Reporting July 17 in the journal Immunity, they describe the isolation of two potent monoclonal antibodies from human survivors of Ebola virus disease that, in cell culture studies, efficiently neutralized the Zaire, Sudan and Bundibugyo ebolaviruses.
The antibodies, EBOV-515 and EBOV-520, also showed the capacity to protect against infection by these viruses in animal models.
While further study is needed, these antibodies could lead to development of injectable antibody “cocktails” for people at high risk of being infected by Ebola viruses. The hope is that the antibodies—like heat-seeking missiles—would seek out and destroy the viruses before they can wreak havoc in the body.
“Our team was very excited to discover these new antibodies that have the capacity to treat all ebolaviruses,” said the paper’s senior author, James Crowe Jr., MD, director of the Vanderbilt Vaccine Center. “They appear very promising for development as a treatment and prevention for Ebola virus disease.”

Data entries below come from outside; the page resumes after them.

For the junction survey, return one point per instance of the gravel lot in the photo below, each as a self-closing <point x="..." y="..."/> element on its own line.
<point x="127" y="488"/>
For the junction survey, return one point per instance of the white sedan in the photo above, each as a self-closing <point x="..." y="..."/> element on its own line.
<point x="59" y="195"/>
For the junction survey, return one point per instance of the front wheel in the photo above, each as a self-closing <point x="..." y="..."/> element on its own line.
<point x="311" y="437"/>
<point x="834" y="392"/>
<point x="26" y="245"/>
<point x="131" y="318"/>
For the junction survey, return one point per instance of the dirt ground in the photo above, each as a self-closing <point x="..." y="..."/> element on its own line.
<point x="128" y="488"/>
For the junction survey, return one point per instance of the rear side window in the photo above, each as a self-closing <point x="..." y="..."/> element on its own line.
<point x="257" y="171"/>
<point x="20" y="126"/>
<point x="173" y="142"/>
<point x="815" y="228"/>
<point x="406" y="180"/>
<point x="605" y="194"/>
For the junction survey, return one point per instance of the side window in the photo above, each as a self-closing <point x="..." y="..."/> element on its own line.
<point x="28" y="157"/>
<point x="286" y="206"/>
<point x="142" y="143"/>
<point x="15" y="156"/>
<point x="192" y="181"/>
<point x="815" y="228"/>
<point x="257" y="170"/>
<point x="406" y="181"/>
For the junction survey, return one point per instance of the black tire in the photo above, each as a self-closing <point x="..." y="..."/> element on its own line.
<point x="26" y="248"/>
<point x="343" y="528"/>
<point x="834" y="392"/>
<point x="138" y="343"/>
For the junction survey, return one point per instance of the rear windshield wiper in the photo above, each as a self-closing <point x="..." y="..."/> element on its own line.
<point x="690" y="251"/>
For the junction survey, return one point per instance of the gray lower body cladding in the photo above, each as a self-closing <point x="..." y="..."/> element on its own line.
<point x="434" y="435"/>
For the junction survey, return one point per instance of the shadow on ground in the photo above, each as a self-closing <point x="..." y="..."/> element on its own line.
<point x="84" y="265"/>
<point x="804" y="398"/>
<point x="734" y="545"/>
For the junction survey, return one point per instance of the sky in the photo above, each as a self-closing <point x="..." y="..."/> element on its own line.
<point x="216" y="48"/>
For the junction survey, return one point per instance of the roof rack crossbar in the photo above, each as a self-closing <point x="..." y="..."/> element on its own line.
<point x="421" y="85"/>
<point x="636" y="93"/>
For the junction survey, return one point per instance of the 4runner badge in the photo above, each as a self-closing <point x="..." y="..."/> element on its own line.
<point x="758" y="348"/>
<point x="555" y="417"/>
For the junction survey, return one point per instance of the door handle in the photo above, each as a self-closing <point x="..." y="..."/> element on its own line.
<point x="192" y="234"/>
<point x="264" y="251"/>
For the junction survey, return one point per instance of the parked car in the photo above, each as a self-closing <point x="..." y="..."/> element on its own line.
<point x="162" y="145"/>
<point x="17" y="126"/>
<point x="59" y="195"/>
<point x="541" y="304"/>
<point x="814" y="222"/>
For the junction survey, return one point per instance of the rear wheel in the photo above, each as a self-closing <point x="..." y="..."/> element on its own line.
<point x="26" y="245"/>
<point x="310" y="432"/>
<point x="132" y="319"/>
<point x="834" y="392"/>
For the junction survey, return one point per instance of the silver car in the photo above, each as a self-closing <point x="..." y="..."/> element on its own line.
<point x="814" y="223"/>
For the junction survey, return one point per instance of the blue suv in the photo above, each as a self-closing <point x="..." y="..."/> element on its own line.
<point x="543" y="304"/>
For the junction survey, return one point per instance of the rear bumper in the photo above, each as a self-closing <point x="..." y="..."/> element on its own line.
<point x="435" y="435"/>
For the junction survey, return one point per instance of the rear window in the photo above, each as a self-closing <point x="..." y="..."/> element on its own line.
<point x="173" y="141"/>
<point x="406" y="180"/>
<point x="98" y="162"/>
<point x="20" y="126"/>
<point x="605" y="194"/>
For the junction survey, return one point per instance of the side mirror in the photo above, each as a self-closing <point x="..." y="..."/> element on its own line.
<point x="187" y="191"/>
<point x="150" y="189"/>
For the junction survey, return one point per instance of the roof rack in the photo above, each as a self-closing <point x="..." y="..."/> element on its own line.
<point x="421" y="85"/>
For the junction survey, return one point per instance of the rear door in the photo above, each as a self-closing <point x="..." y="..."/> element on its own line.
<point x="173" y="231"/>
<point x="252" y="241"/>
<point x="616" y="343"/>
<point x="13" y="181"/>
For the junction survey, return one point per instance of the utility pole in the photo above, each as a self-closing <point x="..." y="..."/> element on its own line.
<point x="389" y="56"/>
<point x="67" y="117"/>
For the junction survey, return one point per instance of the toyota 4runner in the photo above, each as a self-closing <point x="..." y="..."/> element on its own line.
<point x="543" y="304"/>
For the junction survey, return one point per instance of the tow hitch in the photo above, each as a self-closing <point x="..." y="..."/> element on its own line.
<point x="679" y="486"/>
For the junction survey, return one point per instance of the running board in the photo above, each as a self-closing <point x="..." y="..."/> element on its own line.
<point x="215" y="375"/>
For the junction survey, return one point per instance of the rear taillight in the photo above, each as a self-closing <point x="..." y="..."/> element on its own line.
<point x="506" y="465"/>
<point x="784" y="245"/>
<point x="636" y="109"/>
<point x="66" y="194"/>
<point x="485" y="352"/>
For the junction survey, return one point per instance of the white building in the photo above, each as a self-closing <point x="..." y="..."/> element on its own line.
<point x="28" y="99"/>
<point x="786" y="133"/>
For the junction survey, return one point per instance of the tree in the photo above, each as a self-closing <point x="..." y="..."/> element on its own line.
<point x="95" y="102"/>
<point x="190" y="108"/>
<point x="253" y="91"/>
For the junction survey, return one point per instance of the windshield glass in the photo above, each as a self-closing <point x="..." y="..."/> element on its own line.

Crowe is the Ann Scott Carell Professor in the Departments of Pediatrics and Pathology, Microbiology and Immunology in the Vanderbilt University School of Medicine. The paper’s first author, Pavlo Gilchuk, Ph.D., is a senior staff scientist in Crowe’s lab.
Ebola virus disease, which was first reported in Central Africa in 1976, can cause massive bleeding. The death rate is about 50 percent. The virus is spread by contact with contaminated body fluids, including blood and semen.
A major outbreak in West Africa claimed more than 11,000 lives between 2014 and 2016. Earlier this month the World Health Organization reported 29 deaths from a smaller outbreak that began in April in the Democratic Republic of the Congo.
For several years Crowe and his colleagues have been studying the immune responses of people who have survived Ebola virus disease.
His lab has developed high-efficiency methods that can quickly isolate antibody-producing white blood cells from survivor blood samples and then fuse them to fast-growing myeloma (cancer) cells. In this way the researchers can produce large quantities of antibodies that target specific viruses.